Tyson agreed to give Padilla a new attorney in light of the bar complaint. Later, prosecutors consolidated the charge of battery on a law enforcement officer with the earlier gun charge. He pleaded guilty and received 364 days in jail plus one year of probation.
After serving his time, Padilla took a job at a Taco Bell in Davie, where his girlfriend, Stultz, worked. Three years later the two wed at the Broward County Courthouse, just down the street from where guards had once feared for their lives in a scuffle along a metal railing.
Not long after his marriage to Stultz in 1996, Padilla began to study the Koran. It's unclear how he was introduced to Islam. Some government documents and media reports claim it was during his time in jail in Broward County, while others say he was set on that path by a Taco Bell co-worker, a Pakistani-American named Muhammed Javed who was active in the local Muslim community. But by 1998, Padilla was regularly attending Masjid Al-Iman, a mosque near Sunrise Boulevard, just west of Interstate 95, in Fort Lauderdale. He went by the name "Ibrahim."
Among the other attendees of the mosque was Hassoun, a 36-year-old Lebanese man who came to the United States on a student visa in 1989. He lived in Sunrise with his Saudi Arabian wife, Nahed Mohammed Wannous. Together they had a little boy, Abed, who was born at Broward General Medical Center on April 14, 1992.

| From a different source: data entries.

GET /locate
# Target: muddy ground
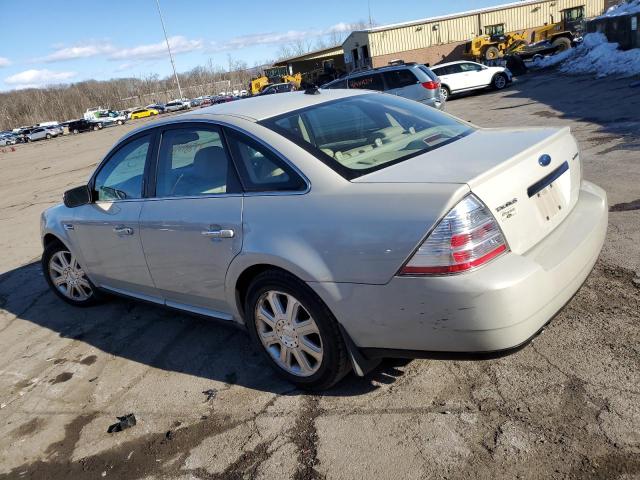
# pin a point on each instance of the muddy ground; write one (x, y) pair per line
(565, 406)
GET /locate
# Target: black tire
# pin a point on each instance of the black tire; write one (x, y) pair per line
(491, 53)
(49, 252)
(445, 92)
(561, 44)
(335, 363)
(499, 81)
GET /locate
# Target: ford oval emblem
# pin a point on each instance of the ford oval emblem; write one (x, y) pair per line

By the time Hassoun met Padilla, federal agents were listening to their phone calls on wiretaps. According to a recently unsealed report by Andrew G. Arena, the FBI's section chief for counterterrorism, Hassoun was a member of Al-Gama Al-Islamiyya (AGAI), an international terrorist group affiliated with al-Qaeda. AGAI's leader is Sheikh Omar Abdel Rahman, known as "The Blind Sheikh."

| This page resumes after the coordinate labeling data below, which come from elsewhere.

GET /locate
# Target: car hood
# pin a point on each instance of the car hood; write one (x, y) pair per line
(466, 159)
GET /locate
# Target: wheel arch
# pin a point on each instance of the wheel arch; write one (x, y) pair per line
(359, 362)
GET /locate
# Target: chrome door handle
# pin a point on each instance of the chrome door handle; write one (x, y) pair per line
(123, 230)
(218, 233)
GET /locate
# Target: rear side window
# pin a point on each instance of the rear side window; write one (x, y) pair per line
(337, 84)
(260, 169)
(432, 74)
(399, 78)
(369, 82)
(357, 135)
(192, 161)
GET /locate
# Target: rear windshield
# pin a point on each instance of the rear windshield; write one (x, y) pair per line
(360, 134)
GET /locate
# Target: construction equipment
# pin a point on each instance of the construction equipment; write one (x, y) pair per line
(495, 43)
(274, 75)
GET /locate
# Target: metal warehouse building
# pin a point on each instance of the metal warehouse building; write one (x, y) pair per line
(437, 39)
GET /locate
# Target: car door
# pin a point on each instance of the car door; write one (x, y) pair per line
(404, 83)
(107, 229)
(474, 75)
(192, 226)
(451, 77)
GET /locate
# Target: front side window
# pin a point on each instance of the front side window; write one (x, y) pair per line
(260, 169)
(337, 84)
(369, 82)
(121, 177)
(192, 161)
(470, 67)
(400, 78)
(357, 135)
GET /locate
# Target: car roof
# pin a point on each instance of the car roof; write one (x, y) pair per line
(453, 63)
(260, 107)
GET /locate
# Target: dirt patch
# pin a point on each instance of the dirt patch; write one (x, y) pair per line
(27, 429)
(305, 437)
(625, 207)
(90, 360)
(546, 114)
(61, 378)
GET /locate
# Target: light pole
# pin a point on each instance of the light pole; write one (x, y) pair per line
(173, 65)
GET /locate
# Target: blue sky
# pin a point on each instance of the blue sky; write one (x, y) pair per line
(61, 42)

Federal officials targeted Hassoun when, in the early Nineties, Rahman called the Sunrise man several times from his wiretapped home telephone in New Jersey. Rahman is currently serving 65 years in prison for his role in the 1993 World Trade Center bombing. The wiretap on Hassoun's phone was authorized through the Foreign Intelligence Surveillance Act, which allows for warrantless wiretaps in cases of national security.
In 1996 Hassoun was the registered Florida agent for the Benevolence International Foundation, a nonprofit organization that the U.S. Treasury Department now claims raised money for al-Qaeda. He was also the North American distributor for Australia-based magazine Nida'ul Islam, or The Call to Islam, which the Australia/Israel & Jewish Affairs Council described in March 1999 as "the voice of a range of international extremists and terrorists intent on the propagation of a war of terror and destruction against Israel and the West."
"The FBI has identified Hassoun as a focal point for communications among persons associated with AGAI and with the international radical fundamentalist community," Arena wrote in his report. "He has been a major fundraiser for extremist Muslim causes in Chechnya and Bosnia and, since as early as 1994, is believed to have recruited 'freedom fighters,' or 'mujahideen,' for those conflicts."
One of those alleged freedom fighters was Youssef, an Egyptian-born U.S. citizen who worked as a flight attendant for American Airlines for an unspecified amount of time. When he left the airline, he took a universal cockpit key, according to Arena's report.
Another mujahideen was a medium-built Puerto Rican-American named Ibrahim. Padilla moved to Egypt in 1998, leaving his wife in South Florida, according to a Department of Defense report. Soon he married a Muslim woman and became known as "Muhajir," an Arabic word meaning "immigrant."